Just for laughs, I offer you the first word problem that I encountered 63 years ago followed by another one for you to tackle, if you desire.
One of the oldest and most popular problems in the field of recreational mathematics involves the plight of a fly traveling back and forth between two trains approaching one another on the same track. The usual initial reaction is that a solution is obtainable only with some level of higher mathematics. While it is true that the answer can be derived by summing an infinite geometric series, it is also derivable by means of two simple observations and calculations. The following is a typical version of the problem. The long and short solutions are given below. Two trains are traveling toward one another on the same track. One train is traveling at a speed of 40mph while the other is traveling at a speed of 60mph. At the point in time when the two trains are 200 miles apart, a fly sitting on the nose of one train starts to fly down the track toward the other train. When the fly reaches the other train, it instantaneously turns around and starts flying back toward the first train. The fly continues in this manner, flying back and forth, until the two trains crash into one another and the fly is crushed. If, during this cyclic flight path of the fly, it travels at the constant speed of 80mph, how much distance will the fly have covered in his back and forth journey?
A boy, a girl, and a trained dog, go for a 10 mile walk. The boy and girl can walk at 2 MPH and the dog can trot at 4 MPH. They also have a bicycle which only one of them can use at a time (including the smart dog!). Ruff! When riding the bike, the boy and girl can each peddle at 12 MPH while the dog can pedal at 16 MPH. Ruff! They all leave at the same time and arrive at their destination "at the same time." Ruff! What is the shortest time in which all three can simultaneously complete the trip? Ruff Ruff! (Good luck!) [Hint-Don't bark up the wrong tree.]

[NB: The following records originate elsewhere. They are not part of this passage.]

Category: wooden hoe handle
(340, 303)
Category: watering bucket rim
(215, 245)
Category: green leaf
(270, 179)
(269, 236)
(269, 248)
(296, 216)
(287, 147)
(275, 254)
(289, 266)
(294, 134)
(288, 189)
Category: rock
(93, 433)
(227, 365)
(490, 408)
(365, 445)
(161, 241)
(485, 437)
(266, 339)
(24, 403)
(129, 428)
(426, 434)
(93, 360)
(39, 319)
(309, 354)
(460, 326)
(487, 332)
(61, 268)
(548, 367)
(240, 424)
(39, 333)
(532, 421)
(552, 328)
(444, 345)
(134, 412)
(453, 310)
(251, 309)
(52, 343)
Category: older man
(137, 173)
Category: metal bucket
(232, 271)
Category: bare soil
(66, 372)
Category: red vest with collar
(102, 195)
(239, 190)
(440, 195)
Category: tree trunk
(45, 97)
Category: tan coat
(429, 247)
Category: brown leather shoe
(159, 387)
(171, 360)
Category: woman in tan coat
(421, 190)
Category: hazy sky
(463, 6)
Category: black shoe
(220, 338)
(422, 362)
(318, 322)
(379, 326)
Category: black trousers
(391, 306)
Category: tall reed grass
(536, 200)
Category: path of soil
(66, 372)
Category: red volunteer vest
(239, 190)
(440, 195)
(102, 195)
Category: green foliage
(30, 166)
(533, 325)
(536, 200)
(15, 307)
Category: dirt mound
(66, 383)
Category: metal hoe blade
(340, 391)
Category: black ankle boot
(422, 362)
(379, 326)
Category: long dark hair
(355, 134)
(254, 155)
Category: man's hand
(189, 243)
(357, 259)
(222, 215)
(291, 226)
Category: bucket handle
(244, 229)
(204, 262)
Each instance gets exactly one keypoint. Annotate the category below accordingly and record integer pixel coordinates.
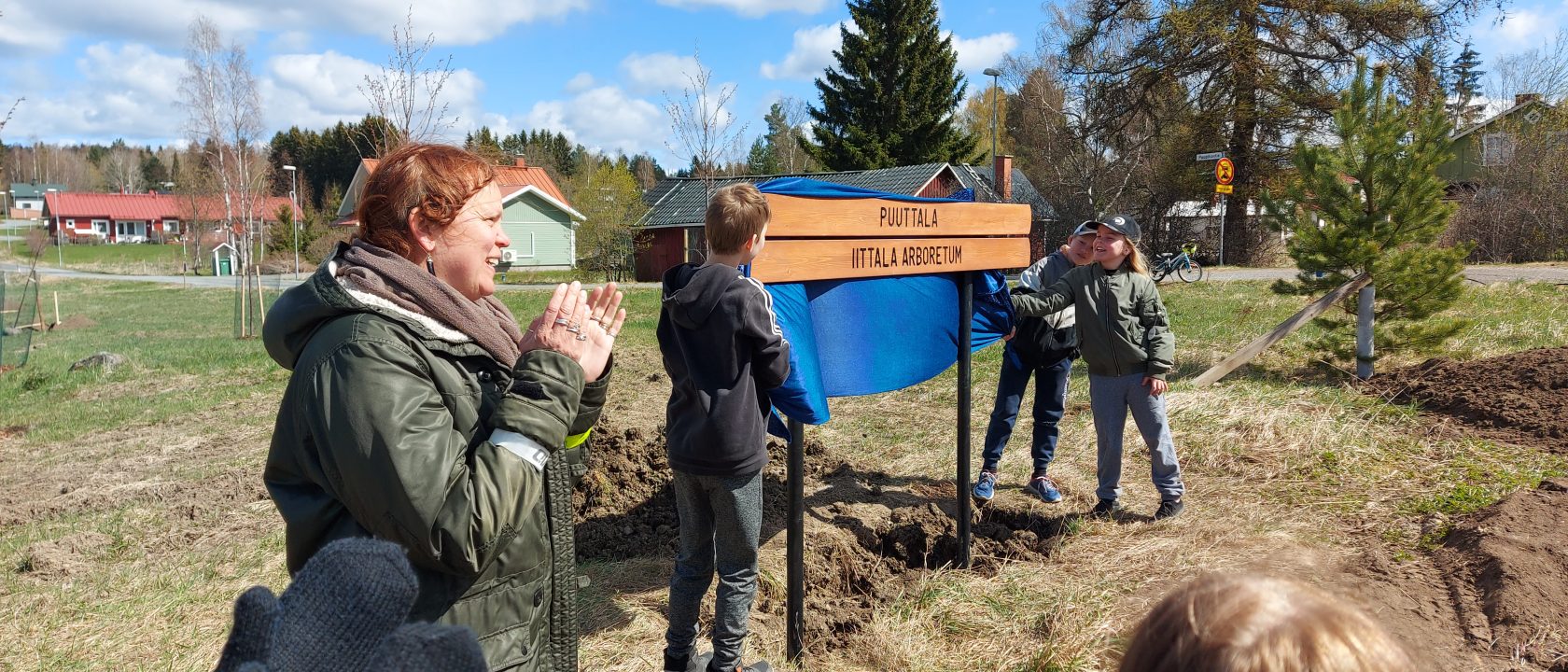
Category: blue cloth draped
(869, 336)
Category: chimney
(1002, 177)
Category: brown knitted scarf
(410, 287)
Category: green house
(539, 219)
(1491, 141)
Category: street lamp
(60, 235)
(993, 74)
(294, 201)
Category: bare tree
(406, 94)
(225, 119)
(705, 131)
(1535, 71)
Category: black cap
(1122, 224)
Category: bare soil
(1507, 570)
(1517, 395)
(869, 536)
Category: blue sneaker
(985, 486)
(1044, 489)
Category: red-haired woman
(419, 411)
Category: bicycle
(1181, 263)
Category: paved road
(1482, 274)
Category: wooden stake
(260, 301)
(1286, 328)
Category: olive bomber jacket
(1122, 321)
(397, 428)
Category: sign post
(1224, 175)
(858, 238)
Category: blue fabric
(869, 336)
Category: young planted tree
(406, 92)
(610, 204)
(705, 129)
(892, 94)
(1372, 203)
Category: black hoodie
(723, 350)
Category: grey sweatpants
(720, 525)
(1111, 399)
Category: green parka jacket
(386, 429)
(1122, 323)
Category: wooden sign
(795, 217)
(797, 260)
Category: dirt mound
(624, 506)
(1509, 574)
(869, 536)
(1517, 394)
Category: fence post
(1365, 332)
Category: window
(696, 245)
(1496, 149)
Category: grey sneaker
(1169, 510)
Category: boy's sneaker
(985, 486)
(1169, 510)
(1044, 489)
(1106, 510)
(754, 666)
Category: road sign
(1225, 171)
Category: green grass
(1281, 453)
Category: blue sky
(595, 69)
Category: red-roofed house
(539, 219)
(138, 218)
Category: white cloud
(809, 55)
(581, 82)
(127, 92)
(165, 22)
(604, 119)
(292, 41)
(657, 71)
(318, 90)
(979, 53)
(751, 8)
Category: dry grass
(137, 563)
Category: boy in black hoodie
(721, 348)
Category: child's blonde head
(1258, 623)
(735, 214)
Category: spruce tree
(1464, 88)
(892, 96)
(1371, 201)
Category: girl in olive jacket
(1127, 342)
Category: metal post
(795, 544)
(1224, 199)
(966, 314)
(1365, 332)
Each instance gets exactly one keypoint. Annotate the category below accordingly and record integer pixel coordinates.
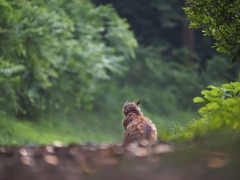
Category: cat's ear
(138, 103)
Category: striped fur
(137, 127)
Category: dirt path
(159, 161)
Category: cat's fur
(137, 127)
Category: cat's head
(131, 107)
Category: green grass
(81, 127)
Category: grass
(81, 127)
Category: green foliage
(219, 19)
(221, 111)
(222, 106)
(55, 129)
(53, 53)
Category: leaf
(227, 86)
(216, 122)
(211, 87)
(198, 99)
(203, 110)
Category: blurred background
(67, 67)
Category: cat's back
(140, 128)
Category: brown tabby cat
(137, 127)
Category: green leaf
(198, 99)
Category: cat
(137, 127)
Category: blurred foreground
(199, 159)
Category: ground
(161, 160)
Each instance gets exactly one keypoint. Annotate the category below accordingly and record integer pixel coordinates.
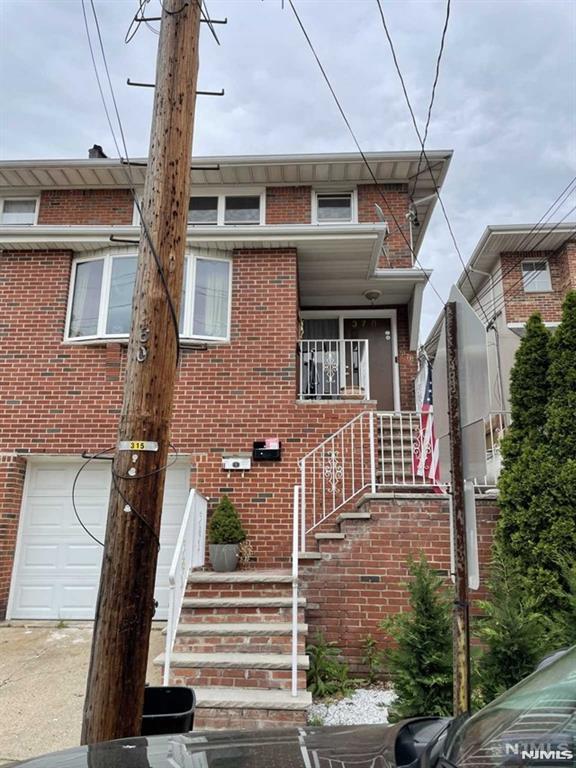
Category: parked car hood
(279, 748)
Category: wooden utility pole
(125, 607)
(461, 627)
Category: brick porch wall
(12, 473)
(364, 579)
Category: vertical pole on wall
(125, 605)
(461, 619)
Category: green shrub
(327, 674)
(420, 663)
(514, 633)
(225, 526)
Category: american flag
(425, 456)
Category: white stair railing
(189, 553)
(296, 516)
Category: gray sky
(506, 100)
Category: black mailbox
(267, 450)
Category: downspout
(492, 326)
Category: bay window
(100, 304)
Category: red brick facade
(58, 398)
(364, 578)
(86, 206)
(520, 304)
(288, 205)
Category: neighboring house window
(18, 211)
(334, 207)
(225, 209)
(102, 288)
(536, 276)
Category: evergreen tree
(528, 390)
(420, 663)
(561, 410)
(536, 531)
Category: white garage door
(58, 564)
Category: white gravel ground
(363, 707)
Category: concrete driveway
(43, 669)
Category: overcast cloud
(506, 100)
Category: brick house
(515, 270)
(300, 323)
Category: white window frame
(345, 191)
(528, 281)
(21, 198)
(222, 194)
(192, 255)
(362, 314)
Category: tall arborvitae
(528, 390)
(537, 527)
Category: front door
(378, 332)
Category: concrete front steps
(234, 647)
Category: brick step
(232, 615)
(239, 677)
(207, 584)
(271, 671)
(237, 708)
(239, 638)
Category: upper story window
(536, 276)
(225, 209)
(100, 303)
(334, 207)
(18, 210)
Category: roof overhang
(19, 177)
(498, 239)
(336, 264)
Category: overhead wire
(422, 145)
(126, 165)
(433, 93)
(361, 151)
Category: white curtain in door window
(211, 297)
(86, 302)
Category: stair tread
(222, 697)
(240, 602)
(354, 516)
(232, 660)
(242, 628)
(310, 555)
(240, 577)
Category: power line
(433, 94)
(361, 151)
(126, 166)
(436, 188)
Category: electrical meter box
(269, 449)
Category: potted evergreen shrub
(225, 534)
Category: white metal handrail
(296, 516)
(334, 368)
(378, 450)
(189, 552)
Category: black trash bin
(168, 709)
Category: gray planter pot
(224, 557)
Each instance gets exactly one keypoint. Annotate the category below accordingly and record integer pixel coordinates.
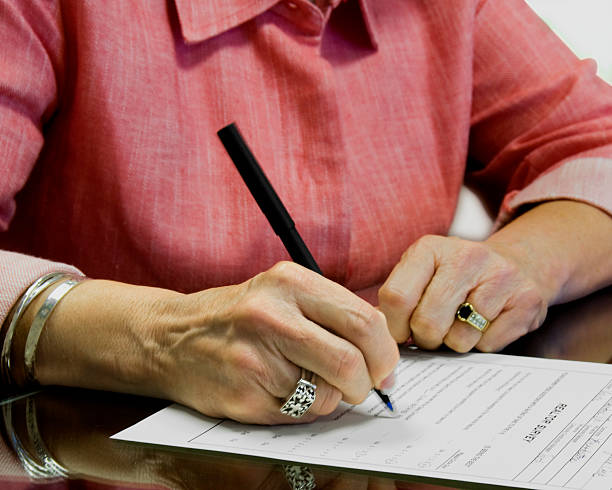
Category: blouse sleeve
(30, 72)
(541, 118)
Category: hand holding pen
(301, 401)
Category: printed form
(487, 418)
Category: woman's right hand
(234, 351)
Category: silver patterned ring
(298, 403)
(300, 477)
(468, 314)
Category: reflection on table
(60, 437)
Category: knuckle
(362, 320)
(424, 328)
(348, 365)
(394, 298)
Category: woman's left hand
(437, 274)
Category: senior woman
(363, 115)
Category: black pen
(271, 205)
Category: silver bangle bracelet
(39, 322)
(40, 465)
(34, 290)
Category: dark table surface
(73, 427)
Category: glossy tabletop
(73, 428)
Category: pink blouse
(363, 115)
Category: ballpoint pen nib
(385, 398)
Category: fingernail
(388, 382)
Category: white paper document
(487, 418)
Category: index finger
(345, 314)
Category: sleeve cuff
(587, 180)
(18, 271)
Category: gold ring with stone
(468, 314)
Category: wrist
(102, 336)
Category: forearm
(566, 244)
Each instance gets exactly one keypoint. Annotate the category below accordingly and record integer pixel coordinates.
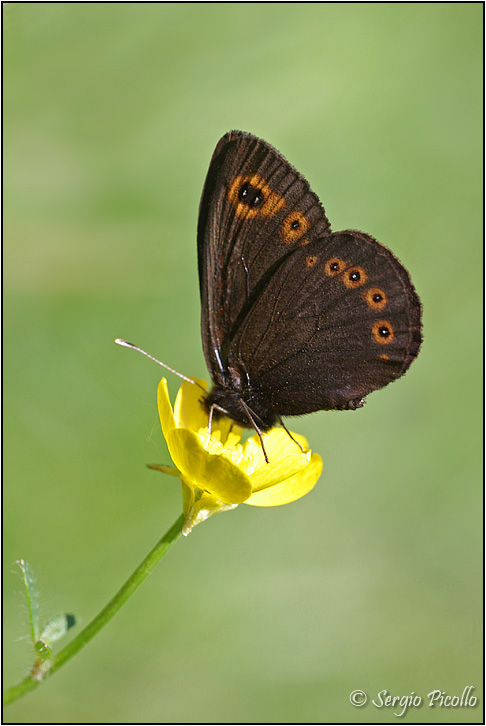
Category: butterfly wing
(255, 210)
(336, 320)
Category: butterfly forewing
(350, 321)
(294, 318)
(254, 210)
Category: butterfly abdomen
(235, 402)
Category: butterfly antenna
(126, 344)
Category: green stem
(126, 591)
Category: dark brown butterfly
(295, 318)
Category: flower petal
(188, 411)
(290, 489)
(268, 475)
(167, 420)
(213, 473)
(277, 444)
(188, 496)
(205, 507)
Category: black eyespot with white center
(250, 196)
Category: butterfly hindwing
(295, 318)
(336, 321)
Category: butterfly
(295, 318)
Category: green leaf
(43, 651)
(56, 628)
(32, 599)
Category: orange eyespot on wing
(334, 266)
(354, 277)
(383, 332)
(294, 226)
(252, 197)
(375, 298)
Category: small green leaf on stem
(32, 599)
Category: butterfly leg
(286, 429)
(253, 423)
(210, 421)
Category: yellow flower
(220, 472)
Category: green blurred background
(372, 581)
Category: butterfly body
(295, 318)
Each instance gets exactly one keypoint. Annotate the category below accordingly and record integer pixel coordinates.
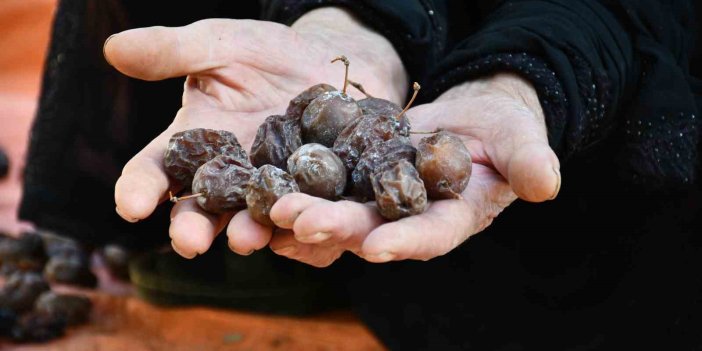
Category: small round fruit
(444, 164)
(318, 171)
(267, 185)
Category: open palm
(238, 73)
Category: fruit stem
(360, 88)
(175, 199)
(346, 62)
(416, 88)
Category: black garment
(615, 261)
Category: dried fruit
(276, 139)
(318, 171)
(387, 151)
(399, 192)
(267, 185)
(221, 183)
(444, 164)
(298, 105)
(74, 309)
(190, 149)
(21, 290)
(38, 326)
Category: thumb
(156, 53)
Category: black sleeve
(607, 73)
(416, 28)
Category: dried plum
(399, 192)
(318, 171)
(298, 105)
(222, 183)
(276, 139)
(267, 185)
(387, 151)
(444, 164)
(190, 149)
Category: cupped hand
(500, 121)
(238, 73)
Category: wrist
(370, 51)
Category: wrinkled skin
(392, 150)
(277, 138)
(399, 192)
(318, 171)
(298, 104)
(222, 182)
(326, 116)
(267, 185)
(190, 149)
(444, 164)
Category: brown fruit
(190, 149)
(222, 182)
(326, 116)
(267, 185)
(398, 190)
(298, 105)
(276, 139)
(318, 171)
(444, 164)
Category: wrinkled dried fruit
(298, 105)
(73, 308)
(38, 326)
(399, 192)
(276, 139)
(190, 149)
(444, 164)
(222, 182)
(326, 116)
(24, 254)
(21, 290)
(267, 185)
(387, 151)
(318, 171)
(364, 132)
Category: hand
(500, 121)
(238, 73)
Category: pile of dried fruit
(327, 145)
(29, 310)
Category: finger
(156, 53)
(246, 235)
(336, 222)
(445, 224)
(193, 230)
(285, 244)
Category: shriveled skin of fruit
(444, 164)
(267, 185)
(190, 149)
(364, 132)
(276, 139)
(298, 104)
(74, 308)
(21, 290)
(318, 171)
(326, 116)
(392, 150)
(399, 192)
(223, 182)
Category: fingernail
(381, 257)
(105, 46)
(175, 248)
(558, 185)
(316, 237)
(286, 251)
(128, 219)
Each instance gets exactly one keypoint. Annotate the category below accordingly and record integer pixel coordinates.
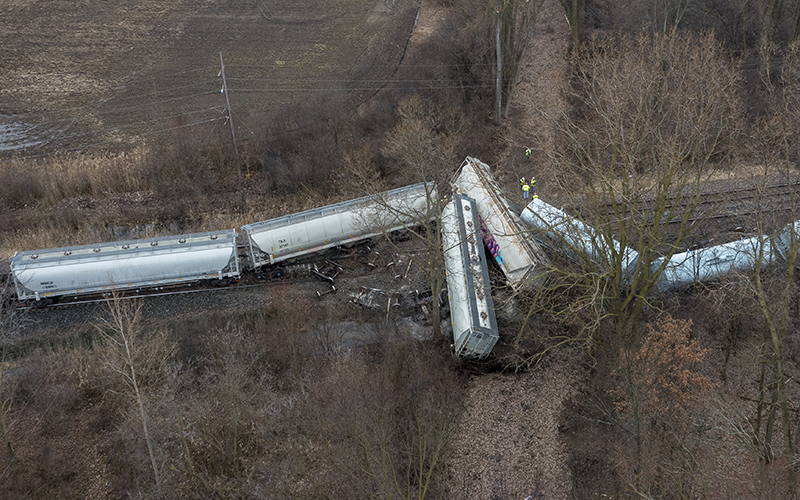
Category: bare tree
(652, 115)
(514, 21)
(122, 330)
(424, 146)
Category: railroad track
(724, 204)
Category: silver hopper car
(347, 222)
(471, 308)
(124, 265)
(522, 260)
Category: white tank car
(521, 259)
(471, 308)
(125, 265)
(577, 240)
(347, 222)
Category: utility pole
(230, 120)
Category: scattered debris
(369, 297)
(332, 290)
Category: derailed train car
(472, 314)
(347, 222)
(125, 265)
(522, 260)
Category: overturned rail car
(577, 240)
(343, 223)
(522, 260)
(124, 265)
(471, 308)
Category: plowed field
(77, 74)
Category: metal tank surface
(787, 239)
(347, 222)
(522, 260)
(123, 265)
(471, 308)
(577, 240)
(705, 264)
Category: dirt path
(508, 444)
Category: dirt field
(78, 74)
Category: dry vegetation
(604, 389)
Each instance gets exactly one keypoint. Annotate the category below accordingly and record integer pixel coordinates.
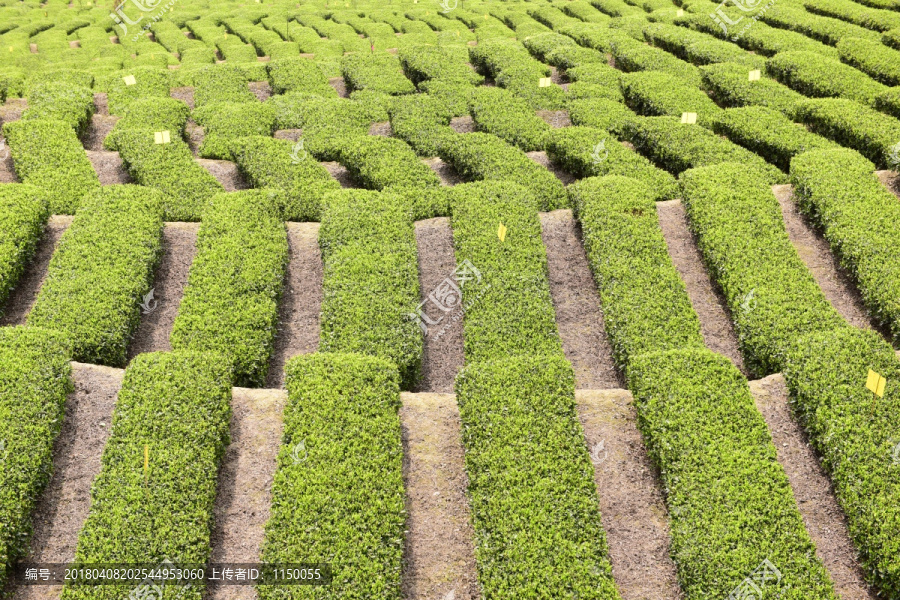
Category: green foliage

6 L A T E S T R E P L I E S (Newest First)
Posted - 04/21/2013 : 06:28:03 I haven't cracked this one yet. All I have done so far is compute the time taken for two different methods of getting everyone to the destination at the same time. One when they always move forward with the boy and girl riding the bike for an equal amount of time, and one where the dog takes the bike backwards sometimes. I have not convinced myself as to whether or not there is a better way.
Anybody have any ideas?
Posted - 04/04/2013 : 20:55:16
quote:Originally posted by Ultraglide
I have a couple of questions about the second problem. Do they all cover exactly 10 miles and do any of them stop (other than to possibly mount or dismount the bicycle - which we can consider zero time)?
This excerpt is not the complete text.